Daarentegen had het Federale Hof van Justitie geoordeeld dat dit ongrondwettelijk was onder verwijzing naar een Ontbrekende regelgeving afgewezen. De bepaling was niet ongrondwettig omdat de beschermingsomvang van artikel 6, lid 1, van de basiswet niet werd aangetast. Ten slotte zijn er Geen grondwettelijke noodzaakeen niet-verwante persoon als ouder aan het kind toe te wijzen. Er was ook geen sprake van ongelijke behandeling in de zin van art. 3 lid 1 GG. Er was ook geen analoge toepassing van de norm op echtgenotes:
BGH: De vrouw is geen ouder van het kind. In plaats daarvan wil ze deze status eerst verkrijgen. Bovendien geeft het persoonlijkheidsrecht van het kind geen aanleiding tot een grondwettelijke noodzaak om een persoon die geen fysieke verwantschap heeft met het kind als ouder aan te wijzen op grond van het afstammingsrecht.
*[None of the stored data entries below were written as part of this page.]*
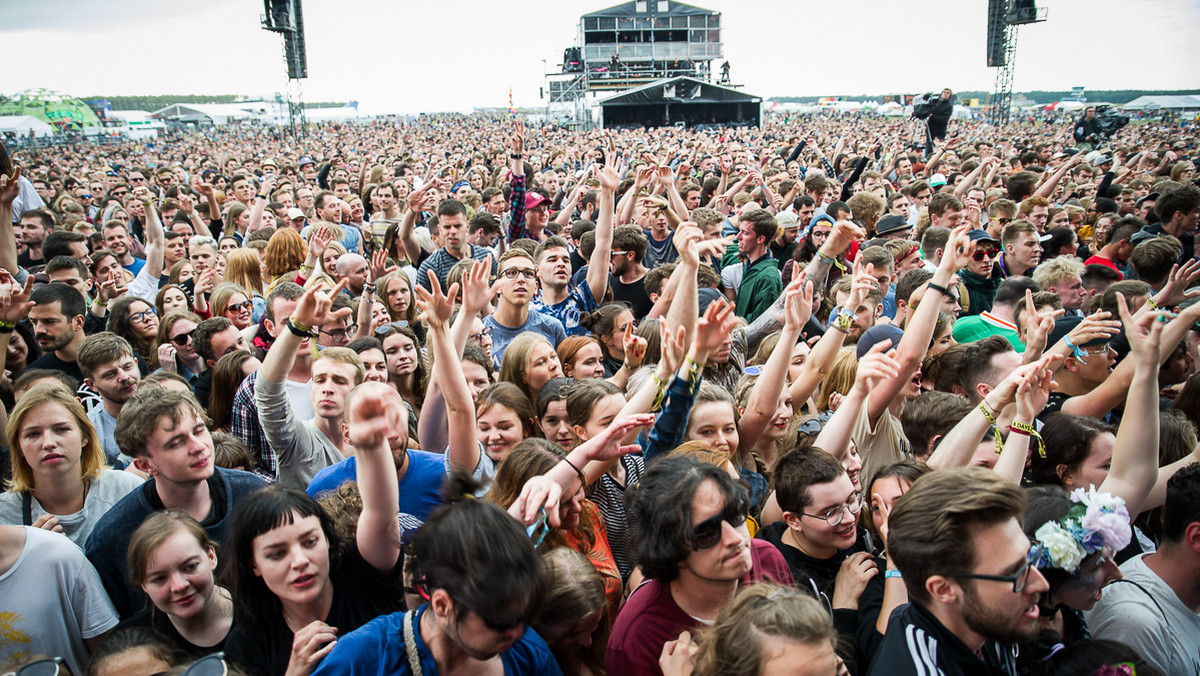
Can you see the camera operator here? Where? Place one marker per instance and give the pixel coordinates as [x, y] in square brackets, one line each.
[936, 113]
[1087, 129]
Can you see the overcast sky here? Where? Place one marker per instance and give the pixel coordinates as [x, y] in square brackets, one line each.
[409, 57]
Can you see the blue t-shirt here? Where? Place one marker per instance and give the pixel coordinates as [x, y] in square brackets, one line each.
[377, 648]
[539, 323]
[579, 300]
[420, 488]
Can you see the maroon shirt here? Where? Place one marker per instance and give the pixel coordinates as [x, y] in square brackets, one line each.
[651, 617]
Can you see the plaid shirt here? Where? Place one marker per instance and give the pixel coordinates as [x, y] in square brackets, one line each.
[516, 209]
[442, 261]
[245, 425]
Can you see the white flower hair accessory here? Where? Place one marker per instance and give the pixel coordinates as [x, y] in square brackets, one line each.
[1096, 520]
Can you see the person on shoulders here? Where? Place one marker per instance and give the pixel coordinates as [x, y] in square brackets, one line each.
[463, 623]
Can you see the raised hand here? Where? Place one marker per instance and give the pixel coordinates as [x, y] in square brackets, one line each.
[316, 306]
[10, 187]
[376, 416]
[877, 365]
[477, 294]
[1144, 334]
[635, 348]
[712, 329]
[435, 307]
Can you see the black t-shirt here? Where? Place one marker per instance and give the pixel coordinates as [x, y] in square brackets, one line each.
[360, 594]
[634, 294]
[51, 360]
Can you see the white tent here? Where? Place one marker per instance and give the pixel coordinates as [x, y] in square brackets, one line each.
[1164, 102]
[24, 125]
[137, 124]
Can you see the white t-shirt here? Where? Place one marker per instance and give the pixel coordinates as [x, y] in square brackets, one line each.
[67, 603]
[102, 495]
[1165, 634]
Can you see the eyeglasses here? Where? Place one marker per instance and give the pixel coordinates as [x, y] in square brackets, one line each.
[492, 623]
[514, 273]
[1018, 579]
[390, 325]
[183, 339]
[708, 532]
[341, 334]
[138, 317]
[210, 665]
[834, 515]
[46, 666]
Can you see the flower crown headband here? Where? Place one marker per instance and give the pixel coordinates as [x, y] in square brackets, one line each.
[1095, 521]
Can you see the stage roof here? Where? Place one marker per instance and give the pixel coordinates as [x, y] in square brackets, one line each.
[679, 89]
[630, 10]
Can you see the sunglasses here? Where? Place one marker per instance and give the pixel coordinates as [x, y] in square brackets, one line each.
[210, 665]
[708, 532]
[514, 273]
[183, 339]
[47, 666]
[492, 623]
[138, 317]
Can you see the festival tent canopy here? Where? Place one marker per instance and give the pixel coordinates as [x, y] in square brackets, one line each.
[51, 107]
[219, 114]
[681, 100]
[1182, 102]
[24, 125]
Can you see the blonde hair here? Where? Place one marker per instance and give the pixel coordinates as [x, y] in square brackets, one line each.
[91, 454]
[245, 268]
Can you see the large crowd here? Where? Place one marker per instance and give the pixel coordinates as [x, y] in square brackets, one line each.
[461, 395]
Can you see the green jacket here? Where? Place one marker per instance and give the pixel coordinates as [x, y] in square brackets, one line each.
[981, 291]
[761, 286]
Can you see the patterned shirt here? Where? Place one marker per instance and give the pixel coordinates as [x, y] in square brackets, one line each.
[579, 300]
[516, 209]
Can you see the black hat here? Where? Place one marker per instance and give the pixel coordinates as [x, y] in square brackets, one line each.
[892, 223]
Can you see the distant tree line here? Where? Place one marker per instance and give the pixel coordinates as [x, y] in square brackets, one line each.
[156, 102]
[1104, 95]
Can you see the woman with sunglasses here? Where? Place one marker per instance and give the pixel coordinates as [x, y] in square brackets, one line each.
[136, 321]
[177, 353]
[232, 301]
[174, 560]
[298, 588]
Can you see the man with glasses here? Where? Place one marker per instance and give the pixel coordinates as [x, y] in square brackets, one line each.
[819, 534]
[691, 540]
[514, 311]
[971, 574]
[109, 369]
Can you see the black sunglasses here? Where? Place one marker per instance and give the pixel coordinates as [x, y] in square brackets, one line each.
[492, 623]
[708, 532]
[183, 339]
[46, 666]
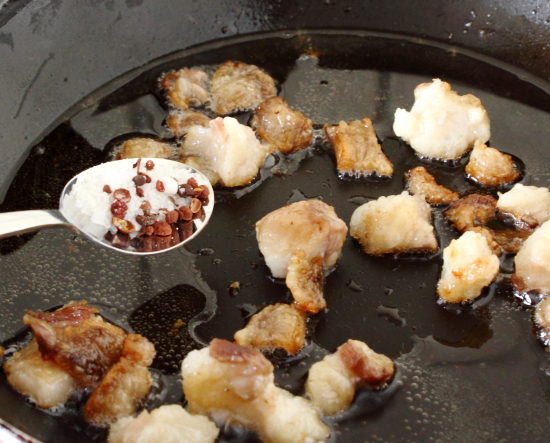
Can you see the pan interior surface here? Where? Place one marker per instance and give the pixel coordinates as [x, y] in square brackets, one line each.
[473, 374]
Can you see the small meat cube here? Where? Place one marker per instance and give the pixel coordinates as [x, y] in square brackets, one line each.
[358, 153]
[228, 148]
[143, 148]
[394, 224]
[528, 205]
[542, 319]
[468, 266]
[279, 326]
[78, 341]
[124, 386]
[420, 181]
[332, 382]
[533, 262]
[186, 87]
[44, 382]
[441, 123]
[310, 225]
[240, 87]
[285, 130]
[235, 384]
[180, 121]
[473, 210]
[167, 424]
[490, 167]
[305, 279]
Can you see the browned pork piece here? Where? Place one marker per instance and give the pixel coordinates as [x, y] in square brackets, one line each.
[532, 262]
[43, 381]
[124, 386]
[332, 382]
[239, 87]
[468, 266]
[394, 224]
[490, 167]
[285, 130]
[278, 326]
[180, 121]
[77, 340]
[542, 319]
[310, 225]
[143, 148]
[305, 279]
[529, 206]
[231, 383]
[226, 149]
[186, 87]
[357, 150]
[167, 424]
[473, 210]
[420, 181]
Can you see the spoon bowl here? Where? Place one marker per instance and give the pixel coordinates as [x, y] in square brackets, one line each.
[80, 213]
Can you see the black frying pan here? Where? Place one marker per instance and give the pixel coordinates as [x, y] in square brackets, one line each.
[473, 376]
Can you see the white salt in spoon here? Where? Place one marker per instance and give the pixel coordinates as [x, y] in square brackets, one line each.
[71, 216]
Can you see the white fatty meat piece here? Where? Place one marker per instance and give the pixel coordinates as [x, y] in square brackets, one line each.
[228, 148]
[44, 382]
[529, 205]
[394, 224]
[235, 384]
[533, 262]
[332, 382]
[167, 424]
[310, 225]
[468, 266]
[441, 123]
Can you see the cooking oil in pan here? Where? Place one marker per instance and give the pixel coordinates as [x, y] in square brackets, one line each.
[472, 374]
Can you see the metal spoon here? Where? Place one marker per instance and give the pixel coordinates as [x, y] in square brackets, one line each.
[20, 222]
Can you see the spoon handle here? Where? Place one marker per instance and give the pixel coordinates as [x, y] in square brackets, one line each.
[20, 222]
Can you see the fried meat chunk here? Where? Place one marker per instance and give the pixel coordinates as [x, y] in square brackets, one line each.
[394, 224]
[186, 87]
[420, 181]
[166, 424]
[542, 319]
[143, 148]
[358, 153]
[43, 381]
[278, 326]
[124, 386]
[310, 225]
[78, 341]
[332, 382]
[468, 266]
[533, 262]
[240, 87]
[441, 123]
[287, 131]
[305, 279]
[473, 210]
[528, 205]
[231, 383]
[180, 121]
[490, 167]
[229, 149]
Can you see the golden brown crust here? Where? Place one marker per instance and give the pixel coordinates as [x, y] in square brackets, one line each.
[278, 326]
[79, 342]
[357, 150]
[306, 279]
[491, 167]
[286, 130]
[420, 181]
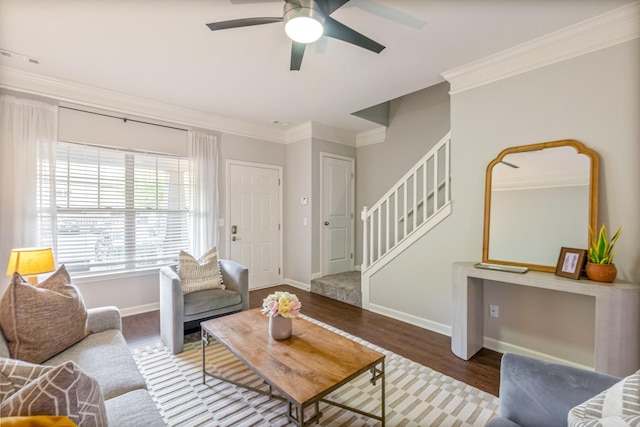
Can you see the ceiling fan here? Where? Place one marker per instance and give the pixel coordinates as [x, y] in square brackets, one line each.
[305, 22]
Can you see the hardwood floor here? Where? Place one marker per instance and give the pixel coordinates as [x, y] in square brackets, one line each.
[415, 343]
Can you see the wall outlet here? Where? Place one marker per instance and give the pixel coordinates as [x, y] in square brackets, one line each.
[493, 310]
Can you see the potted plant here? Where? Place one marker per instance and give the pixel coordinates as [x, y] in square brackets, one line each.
[600, 266]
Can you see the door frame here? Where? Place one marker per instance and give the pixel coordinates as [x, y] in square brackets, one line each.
[227, 222]
[323, 156]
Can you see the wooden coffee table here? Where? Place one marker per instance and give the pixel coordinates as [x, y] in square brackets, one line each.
[302, 369]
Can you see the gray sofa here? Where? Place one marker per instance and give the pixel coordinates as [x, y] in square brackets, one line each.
[535, 393]
[104, 355]
[179, 312]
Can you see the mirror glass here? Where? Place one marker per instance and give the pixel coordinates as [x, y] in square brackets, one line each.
[539, 198]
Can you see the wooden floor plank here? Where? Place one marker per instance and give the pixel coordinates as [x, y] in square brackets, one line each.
[418, 344]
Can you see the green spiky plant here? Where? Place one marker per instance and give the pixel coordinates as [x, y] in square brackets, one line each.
[600, 248]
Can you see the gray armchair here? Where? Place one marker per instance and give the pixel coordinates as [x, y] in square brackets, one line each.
[535, 393]
[179, 312]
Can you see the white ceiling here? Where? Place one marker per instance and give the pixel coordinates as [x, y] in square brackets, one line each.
[162, 51]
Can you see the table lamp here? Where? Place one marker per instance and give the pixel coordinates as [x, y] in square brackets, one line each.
[31, 262]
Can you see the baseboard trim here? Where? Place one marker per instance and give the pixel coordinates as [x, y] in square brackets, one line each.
[503, 347]
[411, 319]
[296, 284]
[139, 309]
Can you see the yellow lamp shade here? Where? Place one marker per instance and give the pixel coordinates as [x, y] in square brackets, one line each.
[31, 261]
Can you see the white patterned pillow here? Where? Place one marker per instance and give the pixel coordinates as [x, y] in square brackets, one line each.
[15, 374]
[619, 405]
[63, 390]
[200, 274]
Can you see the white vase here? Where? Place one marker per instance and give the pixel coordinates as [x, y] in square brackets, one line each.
[280, 327]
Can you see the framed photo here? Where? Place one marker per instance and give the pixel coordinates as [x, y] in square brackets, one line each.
[571, 262]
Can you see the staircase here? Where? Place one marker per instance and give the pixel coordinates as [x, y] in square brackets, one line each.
[414, 205]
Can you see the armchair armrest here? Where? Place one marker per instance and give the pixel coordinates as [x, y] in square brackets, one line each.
[172, 309]
[103, 318]
[539, 393]
[236, 277]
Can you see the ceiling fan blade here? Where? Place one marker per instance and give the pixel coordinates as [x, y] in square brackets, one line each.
[244, 22]
[330, 6]
[297, 52]
[336, 30]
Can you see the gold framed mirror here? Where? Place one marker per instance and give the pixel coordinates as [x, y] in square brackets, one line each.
[538, 199]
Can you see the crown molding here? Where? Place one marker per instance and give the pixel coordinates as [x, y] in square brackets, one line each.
[609, 29]
[66, 91]
[374, 136]
[311, 129]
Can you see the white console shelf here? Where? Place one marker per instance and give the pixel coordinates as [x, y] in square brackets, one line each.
[617, 316]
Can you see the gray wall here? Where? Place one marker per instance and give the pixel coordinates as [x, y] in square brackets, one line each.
[592, 98]
[417, 122]
[297, 235]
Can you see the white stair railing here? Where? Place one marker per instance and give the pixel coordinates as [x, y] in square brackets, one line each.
[417, 199]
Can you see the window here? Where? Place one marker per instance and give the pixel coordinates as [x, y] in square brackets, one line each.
[114, 209]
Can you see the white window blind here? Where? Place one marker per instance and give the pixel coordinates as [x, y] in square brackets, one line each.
[116, 209]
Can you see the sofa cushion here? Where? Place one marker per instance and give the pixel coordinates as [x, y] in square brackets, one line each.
[64, 390]
[211, 299]
[51, 312]
[106, 357]
[203, 273]
[619, 403]
[15, 374]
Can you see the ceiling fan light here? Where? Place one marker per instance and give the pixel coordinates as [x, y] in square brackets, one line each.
[303, 24]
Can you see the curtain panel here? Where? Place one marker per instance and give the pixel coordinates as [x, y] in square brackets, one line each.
[28, 134]
[202, 150]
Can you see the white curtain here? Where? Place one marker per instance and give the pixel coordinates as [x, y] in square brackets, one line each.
[202, 149]
[28, 134]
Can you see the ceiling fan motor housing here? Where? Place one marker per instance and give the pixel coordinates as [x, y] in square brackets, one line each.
[303, 21]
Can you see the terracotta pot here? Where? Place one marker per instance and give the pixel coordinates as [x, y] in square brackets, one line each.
[602, 272]
[280, 327]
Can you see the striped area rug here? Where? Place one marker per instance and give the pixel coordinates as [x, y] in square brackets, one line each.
[415, 395]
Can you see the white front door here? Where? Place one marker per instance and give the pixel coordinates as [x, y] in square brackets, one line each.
[337, 213]
[254, 215]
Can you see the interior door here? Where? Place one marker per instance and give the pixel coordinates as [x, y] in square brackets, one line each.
[253, 234]
[337, 214]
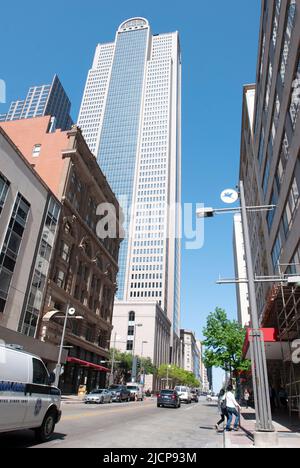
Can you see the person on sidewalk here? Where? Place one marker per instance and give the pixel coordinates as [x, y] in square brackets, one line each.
[222, 409]
[233, 409]
[246, 398]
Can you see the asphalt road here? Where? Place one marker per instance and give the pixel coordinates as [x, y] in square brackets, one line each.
[128, 425]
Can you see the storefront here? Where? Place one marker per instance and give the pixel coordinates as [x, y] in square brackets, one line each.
[79, 373]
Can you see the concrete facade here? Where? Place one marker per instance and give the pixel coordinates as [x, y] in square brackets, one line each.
[84, 267]
[192, 353]
[270, 169]
[152, 339]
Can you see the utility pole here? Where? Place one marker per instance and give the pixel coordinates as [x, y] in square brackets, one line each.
[258, 357]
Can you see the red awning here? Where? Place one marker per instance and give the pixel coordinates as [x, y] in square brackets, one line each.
[275, 350]
[88, 364]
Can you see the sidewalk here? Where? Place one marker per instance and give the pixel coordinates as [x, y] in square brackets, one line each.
[288, 431]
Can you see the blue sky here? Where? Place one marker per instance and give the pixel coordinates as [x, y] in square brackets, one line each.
[219, 43]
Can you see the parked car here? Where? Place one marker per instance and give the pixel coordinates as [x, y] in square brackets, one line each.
[168, 398]
[27, 398]
[98, 396]
[136, 391]
[194, 395]
[119, 393]
[184, 394]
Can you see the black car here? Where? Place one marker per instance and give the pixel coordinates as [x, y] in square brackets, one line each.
[119, 393]
[168, 398]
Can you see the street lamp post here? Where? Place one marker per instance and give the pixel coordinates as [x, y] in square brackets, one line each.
[69, 314]
[258, 358]
[111, 377]
[169, 367]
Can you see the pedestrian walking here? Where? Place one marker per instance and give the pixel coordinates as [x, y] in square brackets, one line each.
[233, 409]
[246, 398]
[222, 409]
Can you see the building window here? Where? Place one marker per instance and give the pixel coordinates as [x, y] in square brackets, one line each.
[28, 323]
[261, 147]
[131, 316]
[60, 278]
[4, 186]
[11, 246]
[89, 335]
[36, 151]
[287, 39]
[65, 251]
[269, 84]
[295, 99]
[129, 346]
[276, 251]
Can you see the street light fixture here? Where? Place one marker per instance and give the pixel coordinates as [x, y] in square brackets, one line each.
[258, 357]
[69, 314]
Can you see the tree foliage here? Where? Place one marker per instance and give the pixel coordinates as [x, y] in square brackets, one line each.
[224, 341]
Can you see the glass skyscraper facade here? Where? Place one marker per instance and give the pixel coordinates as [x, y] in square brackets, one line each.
[131, 119]
[43, 100]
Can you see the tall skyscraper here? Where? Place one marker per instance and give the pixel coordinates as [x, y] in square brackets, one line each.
[270, 168]
[50, 99]
[131, 118]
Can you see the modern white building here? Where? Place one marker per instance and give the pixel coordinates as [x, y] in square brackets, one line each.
[240, 271]
[130, 116]
[192, 353]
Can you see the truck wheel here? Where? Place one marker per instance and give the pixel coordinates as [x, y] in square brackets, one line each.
[45, 431]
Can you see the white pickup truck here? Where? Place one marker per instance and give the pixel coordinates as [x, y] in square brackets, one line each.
[27, 398]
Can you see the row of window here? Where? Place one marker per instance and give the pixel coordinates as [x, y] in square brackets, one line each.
[11, 246]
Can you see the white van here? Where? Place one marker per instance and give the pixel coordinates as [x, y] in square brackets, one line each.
[27, 399]
[184, 394]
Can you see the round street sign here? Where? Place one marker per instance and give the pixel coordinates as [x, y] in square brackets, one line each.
[229, 196]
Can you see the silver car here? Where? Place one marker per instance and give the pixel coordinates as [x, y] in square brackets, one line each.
[98, 396]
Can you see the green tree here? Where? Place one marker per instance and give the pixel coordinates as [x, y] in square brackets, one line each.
[224, 341]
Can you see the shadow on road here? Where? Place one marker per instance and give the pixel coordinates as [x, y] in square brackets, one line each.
[208, 428]
[24, 439]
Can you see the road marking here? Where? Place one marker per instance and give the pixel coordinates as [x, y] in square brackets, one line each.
[99, 413]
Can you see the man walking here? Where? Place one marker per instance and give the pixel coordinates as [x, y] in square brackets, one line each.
[233, 409]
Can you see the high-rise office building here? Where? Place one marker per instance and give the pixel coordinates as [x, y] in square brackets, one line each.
[270, 169]
[131, 118]
[50, 99]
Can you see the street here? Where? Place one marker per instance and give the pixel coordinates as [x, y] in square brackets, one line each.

Dit geldt ook als deze persoon bereid en in staat is om de ouderlijke verantwoordelijkheid op zich te nemen. Tot slot is er ook geen sprake van ongelijke behandeling in de zin van art. 3 lid 1 GG, aangezien er een objectieve reden is voor het onderscheid tussen huwelijk en de gevolgen van het huwelijk enerzijds en afstamming anderzijds.
Het Federale Constitutionele Hof heeft aangekondigd dat het deze kwesties in de loop van 2025 zal horen en er een uitspraak over zal doen.